そこには必死に叫び、誰かを探す複数の姿が映っていた。
その中の一人、プラチナ色のストレートの髪に長い耳をした少女が画面にアップされる。
「そなたも、これからどう進むのかのぉ……『エターナル』よ」
いくつもの感情を込めた目を、老婆は画面に向ける。
老婆の言葉が終わると、画面がまた次々と切り替わる。
その中の一つの場面では、肩で揃えた黒髪の女性が誰よりも必死に叫び辺りを探している姿もあった。
「さてはて……、ここからどうなるかはわしにも、もう分からぬ……。なんせ賽は投げられておる。わし自身も最後かも知れぬ運命は、とっくに流れ始めてしまっているのじゃからな……」
老婆はゆっくりと息を吐き出してから、軽く手を横に振った。
それが合図のように、部屋の真ん中にある水晶から映し出されていた画面が一つを残してすべて消えた。

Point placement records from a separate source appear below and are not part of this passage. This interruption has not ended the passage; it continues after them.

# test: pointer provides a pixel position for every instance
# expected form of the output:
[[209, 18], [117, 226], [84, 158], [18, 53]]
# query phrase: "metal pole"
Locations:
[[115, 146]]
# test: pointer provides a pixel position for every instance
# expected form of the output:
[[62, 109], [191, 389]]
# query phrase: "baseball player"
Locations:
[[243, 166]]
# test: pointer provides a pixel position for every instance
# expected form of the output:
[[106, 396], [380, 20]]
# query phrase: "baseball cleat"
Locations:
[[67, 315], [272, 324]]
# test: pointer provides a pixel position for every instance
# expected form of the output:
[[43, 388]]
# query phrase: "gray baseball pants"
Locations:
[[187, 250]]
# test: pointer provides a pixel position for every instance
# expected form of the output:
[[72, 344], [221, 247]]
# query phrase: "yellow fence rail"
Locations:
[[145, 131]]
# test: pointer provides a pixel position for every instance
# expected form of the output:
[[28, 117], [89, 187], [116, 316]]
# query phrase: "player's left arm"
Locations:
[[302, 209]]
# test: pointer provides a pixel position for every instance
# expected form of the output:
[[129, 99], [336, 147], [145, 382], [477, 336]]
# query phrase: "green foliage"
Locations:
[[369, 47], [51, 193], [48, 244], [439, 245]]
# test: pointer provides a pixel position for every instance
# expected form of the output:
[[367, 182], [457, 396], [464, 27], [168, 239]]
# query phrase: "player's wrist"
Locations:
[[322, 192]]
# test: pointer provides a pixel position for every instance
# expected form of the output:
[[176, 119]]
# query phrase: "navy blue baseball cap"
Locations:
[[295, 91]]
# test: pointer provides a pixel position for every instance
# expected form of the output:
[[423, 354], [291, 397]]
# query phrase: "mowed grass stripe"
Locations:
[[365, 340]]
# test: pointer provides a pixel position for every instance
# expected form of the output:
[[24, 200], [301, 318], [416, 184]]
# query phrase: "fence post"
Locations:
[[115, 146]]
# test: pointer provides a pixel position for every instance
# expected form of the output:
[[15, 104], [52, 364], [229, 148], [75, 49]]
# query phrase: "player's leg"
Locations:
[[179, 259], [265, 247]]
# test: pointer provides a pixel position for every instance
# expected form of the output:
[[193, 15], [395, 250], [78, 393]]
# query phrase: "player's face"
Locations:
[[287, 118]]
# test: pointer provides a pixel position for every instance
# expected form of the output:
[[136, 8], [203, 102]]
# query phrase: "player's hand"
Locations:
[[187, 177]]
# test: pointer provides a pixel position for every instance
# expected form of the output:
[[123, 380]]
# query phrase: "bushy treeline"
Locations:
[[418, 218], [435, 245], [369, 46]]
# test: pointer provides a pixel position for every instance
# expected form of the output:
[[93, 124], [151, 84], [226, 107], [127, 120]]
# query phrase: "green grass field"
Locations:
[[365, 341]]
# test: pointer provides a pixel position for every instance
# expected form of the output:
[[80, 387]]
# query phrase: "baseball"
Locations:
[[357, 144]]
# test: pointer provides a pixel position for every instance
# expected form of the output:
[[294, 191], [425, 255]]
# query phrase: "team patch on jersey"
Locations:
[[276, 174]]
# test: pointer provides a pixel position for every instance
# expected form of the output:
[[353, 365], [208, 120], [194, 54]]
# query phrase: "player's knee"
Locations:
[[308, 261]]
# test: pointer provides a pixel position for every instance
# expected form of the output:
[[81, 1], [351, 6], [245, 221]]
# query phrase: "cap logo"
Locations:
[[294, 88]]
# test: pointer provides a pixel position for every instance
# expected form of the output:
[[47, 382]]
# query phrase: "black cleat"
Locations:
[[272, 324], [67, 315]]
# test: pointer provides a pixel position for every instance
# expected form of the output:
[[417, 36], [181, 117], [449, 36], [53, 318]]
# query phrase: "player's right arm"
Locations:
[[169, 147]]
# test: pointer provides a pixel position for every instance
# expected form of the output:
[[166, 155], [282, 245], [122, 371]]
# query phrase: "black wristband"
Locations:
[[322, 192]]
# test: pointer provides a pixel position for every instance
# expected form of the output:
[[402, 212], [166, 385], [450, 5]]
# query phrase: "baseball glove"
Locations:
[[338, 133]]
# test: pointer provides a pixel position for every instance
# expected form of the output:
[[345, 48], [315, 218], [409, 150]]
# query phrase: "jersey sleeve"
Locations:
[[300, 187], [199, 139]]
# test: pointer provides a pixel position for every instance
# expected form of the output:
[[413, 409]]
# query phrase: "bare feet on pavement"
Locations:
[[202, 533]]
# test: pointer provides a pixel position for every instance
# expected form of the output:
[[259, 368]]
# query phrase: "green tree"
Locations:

「こうするより仕方なかったとはいえ、果たして、間に合うじゃろうか……」
呟く老婆が見つめるその画面には、先程のプラチナ色のエルフの少女よりやや年上だろう、思春期を終えそうな美麗でエルフの切れ長な目尻がややつり上がった、褐色のエルフとその家族だろう者達が映し出されていた。

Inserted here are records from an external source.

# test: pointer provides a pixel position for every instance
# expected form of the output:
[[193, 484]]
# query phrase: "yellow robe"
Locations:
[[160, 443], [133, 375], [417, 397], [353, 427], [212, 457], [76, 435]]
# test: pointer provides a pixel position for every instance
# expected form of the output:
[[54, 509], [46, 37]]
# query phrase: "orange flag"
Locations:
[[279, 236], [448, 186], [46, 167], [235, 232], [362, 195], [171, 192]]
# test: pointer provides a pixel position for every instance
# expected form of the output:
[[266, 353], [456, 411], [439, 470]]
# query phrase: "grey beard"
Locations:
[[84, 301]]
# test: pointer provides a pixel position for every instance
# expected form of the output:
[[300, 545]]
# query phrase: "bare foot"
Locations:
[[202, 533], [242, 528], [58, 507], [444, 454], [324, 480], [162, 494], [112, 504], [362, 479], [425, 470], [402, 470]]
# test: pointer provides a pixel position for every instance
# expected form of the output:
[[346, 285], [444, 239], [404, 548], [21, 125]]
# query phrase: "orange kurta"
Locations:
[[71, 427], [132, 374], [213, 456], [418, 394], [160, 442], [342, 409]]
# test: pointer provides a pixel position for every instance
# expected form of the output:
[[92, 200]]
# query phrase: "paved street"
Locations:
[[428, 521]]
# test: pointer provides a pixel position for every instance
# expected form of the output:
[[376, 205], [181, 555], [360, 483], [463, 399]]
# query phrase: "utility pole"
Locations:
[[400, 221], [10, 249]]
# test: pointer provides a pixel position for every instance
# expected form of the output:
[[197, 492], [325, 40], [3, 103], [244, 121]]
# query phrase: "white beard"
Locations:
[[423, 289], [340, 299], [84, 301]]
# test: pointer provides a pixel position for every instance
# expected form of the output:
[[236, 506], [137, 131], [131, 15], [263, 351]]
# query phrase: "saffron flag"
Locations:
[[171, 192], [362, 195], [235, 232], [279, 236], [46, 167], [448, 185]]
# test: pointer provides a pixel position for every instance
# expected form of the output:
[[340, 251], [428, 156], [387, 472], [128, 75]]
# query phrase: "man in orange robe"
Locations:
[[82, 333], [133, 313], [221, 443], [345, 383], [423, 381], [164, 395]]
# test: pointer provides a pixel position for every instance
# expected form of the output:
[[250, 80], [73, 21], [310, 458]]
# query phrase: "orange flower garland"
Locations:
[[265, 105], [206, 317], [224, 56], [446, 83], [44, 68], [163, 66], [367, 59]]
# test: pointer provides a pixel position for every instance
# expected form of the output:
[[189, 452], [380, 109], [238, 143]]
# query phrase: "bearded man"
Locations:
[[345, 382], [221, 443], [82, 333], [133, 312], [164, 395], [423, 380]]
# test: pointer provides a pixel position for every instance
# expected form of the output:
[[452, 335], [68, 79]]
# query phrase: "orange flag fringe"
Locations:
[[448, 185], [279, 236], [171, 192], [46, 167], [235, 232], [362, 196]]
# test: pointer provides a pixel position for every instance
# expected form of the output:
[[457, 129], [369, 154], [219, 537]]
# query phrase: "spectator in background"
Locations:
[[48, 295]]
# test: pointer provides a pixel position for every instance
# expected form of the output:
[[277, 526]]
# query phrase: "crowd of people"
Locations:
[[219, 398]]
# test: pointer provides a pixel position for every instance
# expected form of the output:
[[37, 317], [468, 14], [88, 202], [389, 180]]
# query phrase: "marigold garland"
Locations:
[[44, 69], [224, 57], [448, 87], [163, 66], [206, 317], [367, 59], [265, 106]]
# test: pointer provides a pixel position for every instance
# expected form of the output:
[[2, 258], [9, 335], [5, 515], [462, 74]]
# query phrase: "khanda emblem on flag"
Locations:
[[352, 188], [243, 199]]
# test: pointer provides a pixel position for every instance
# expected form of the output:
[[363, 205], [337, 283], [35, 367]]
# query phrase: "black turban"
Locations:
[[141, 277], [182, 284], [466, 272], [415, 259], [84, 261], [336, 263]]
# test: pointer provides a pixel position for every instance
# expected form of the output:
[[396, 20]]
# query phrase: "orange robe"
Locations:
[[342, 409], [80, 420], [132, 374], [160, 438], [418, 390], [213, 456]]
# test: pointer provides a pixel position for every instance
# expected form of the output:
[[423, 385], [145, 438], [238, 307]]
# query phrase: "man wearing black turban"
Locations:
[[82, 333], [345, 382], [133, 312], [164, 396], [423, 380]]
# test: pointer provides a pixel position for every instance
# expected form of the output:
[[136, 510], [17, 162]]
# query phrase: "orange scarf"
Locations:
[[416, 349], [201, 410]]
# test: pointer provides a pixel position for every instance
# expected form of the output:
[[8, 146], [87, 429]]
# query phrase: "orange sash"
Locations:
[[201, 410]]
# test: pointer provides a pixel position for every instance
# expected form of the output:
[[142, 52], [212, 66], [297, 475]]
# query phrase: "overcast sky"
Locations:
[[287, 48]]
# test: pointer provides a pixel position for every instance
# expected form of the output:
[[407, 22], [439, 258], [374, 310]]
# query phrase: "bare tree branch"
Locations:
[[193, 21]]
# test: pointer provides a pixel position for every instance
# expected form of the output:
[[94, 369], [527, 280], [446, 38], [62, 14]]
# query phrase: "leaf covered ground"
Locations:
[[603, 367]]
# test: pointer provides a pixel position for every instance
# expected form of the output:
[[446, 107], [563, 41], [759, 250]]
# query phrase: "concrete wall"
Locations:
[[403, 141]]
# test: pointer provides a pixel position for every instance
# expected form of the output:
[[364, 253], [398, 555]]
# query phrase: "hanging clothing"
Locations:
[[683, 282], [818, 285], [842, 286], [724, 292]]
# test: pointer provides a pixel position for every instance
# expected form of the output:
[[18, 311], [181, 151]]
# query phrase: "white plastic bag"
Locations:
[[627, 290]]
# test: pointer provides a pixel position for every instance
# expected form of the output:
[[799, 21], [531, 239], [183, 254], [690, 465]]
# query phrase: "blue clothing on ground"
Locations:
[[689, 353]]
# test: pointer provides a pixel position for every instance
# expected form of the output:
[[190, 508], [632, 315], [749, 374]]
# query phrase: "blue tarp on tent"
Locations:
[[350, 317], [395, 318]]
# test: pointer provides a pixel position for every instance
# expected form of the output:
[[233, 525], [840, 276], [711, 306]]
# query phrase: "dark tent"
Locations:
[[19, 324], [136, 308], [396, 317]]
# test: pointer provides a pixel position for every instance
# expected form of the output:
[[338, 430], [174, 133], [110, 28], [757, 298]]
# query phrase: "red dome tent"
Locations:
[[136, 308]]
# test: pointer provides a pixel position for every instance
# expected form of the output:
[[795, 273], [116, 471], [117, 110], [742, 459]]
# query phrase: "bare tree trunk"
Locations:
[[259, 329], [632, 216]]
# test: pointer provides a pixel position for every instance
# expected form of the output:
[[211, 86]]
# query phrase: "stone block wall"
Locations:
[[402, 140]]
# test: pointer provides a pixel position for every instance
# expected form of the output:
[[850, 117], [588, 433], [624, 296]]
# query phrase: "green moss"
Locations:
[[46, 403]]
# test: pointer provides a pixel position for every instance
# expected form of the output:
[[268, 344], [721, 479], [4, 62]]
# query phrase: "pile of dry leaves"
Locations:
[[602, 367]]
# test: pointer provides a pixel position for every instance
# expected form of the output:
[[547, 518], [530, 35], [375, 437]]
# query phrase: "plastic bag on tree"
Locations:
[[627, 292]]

無言のまま、しばらく画面を見つめていた老婆は、もう一度手を横に振る。
最後の見ていた画面も消えた。
すべての光量を無くした部屋が、無音で真っ暗な闇に染まる。
一歩前も見えないほど真っ暗な中、老婆はゆっくりと一歩を踏み出す。
「やれやれ、どうなることやら……。しかし……、なんとかうまくいってくれるとよいのじゃがな……」
願いを込め、言葉を紡ぐ。
その声が聞こえなくなった時、老婆の姿は真っ暗な部屋の中から消えていた。
出口である扉をくぐることなく。